Ich finde die jetzt kursierenden und angebotenen Maßnahmen komplett falsch und auch nicht angemessen. Nach gerade mal einer Woche kommen die ersten Vorschläge mit Datenbanken, nationalen Abwehrzentren oder Vorratsdatenspeicherung. Letztlich versucht die Bundesregierung jetzt, lange vorher geplante Vorhaben durchzudrücken, für die man diese schlimmen Morde funktionalisiert. In den kommenden Monaten wird es sicherlich eine größere Aufmerksamkeit für die Problematik geben, aber das wird wieder abflachen. Für entscheidende Veränderungen bräuchte es einen tiefgreifenden Bewusstseinswandel, die Veränderung konkreter Alltagssituationen. Auch auf politischer Ebene müsste sich vieles ändern. Wenn ich beispielsweise sehe, dass in Thüringen Neonazis Wirtschaftsfördergelder bekommen, weil der Verfassungsschutz nicht kapiert oder entsprechende Stellen nicht darüber informiert, um wen es sich da handelt, oder dass die Landesregierung ein Schloss an einen rechten Verein verkauft, in dem dann das nächste Neonazi-Zentrum in Thüringen entstehen kann – da kann man der Landesregierung nur sagen, die soll mal ihre Augen aufmachen! Und wenn sie keine Ahnung hat, soll sie die Antifa fragen.

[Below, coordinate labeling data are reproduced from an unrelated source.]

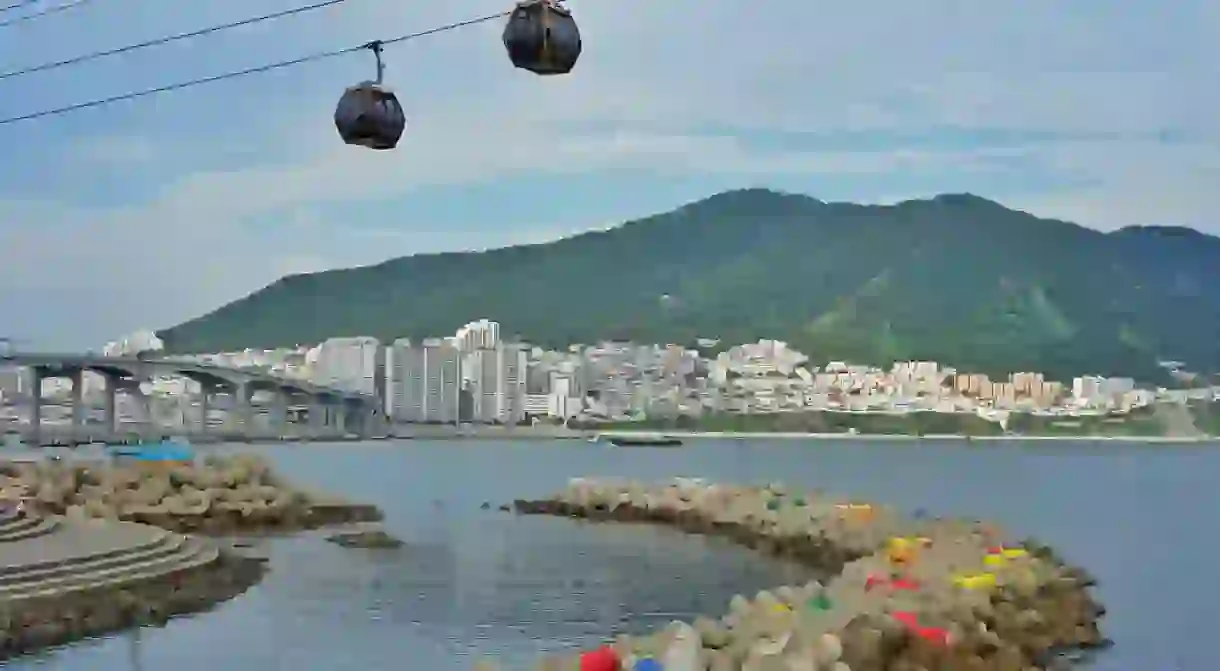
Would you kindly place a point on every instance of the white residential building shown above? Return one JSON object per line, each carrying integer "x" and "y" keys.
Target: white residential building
{"x": 348, "y": 364}
{"x": 480, "y": 334}
{"x": 423, "y": 382}
{"x": 497, "y": 380}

Angesichts der Rolle der Verfassungsschutzbehörden werden Forderungen lauter, diese Ämter abzuschaffen.

Das steht ja auch im neuen Grundsatzprogramm der Linkspartei: »Wir wollen die Geheimdienste abschaffen.« Es ist schon lange klar, dass der Verfassungsschutz mit seinen Methoden überhaupt nicht in der Lage ist, eine solche Situation zu erkennen und zu verhindern. Im Gegenteil, so wie er arbeitet, hilft er noch dabei, dass sich derartige Neonazi-Strukturen entwickeln können. Tino Brandt etwa, der Führer des »Thüringer Heimatschutzes«, aus dem auch die drei bislang bekannten Mitglieder des NSU hervorgingen, hat 200 000 D-Mark bekommen, um Informationen zu liefern. Dieses Geld hat er fast komplett in die Neonazi-Strukturen gesteckt. Mit einer Auflösung des Verfassungsschutzes wären sofort genügend Gelder für sinnvolle Projekte gegen Neonazismus, Rassismus und Antisemitismus frei.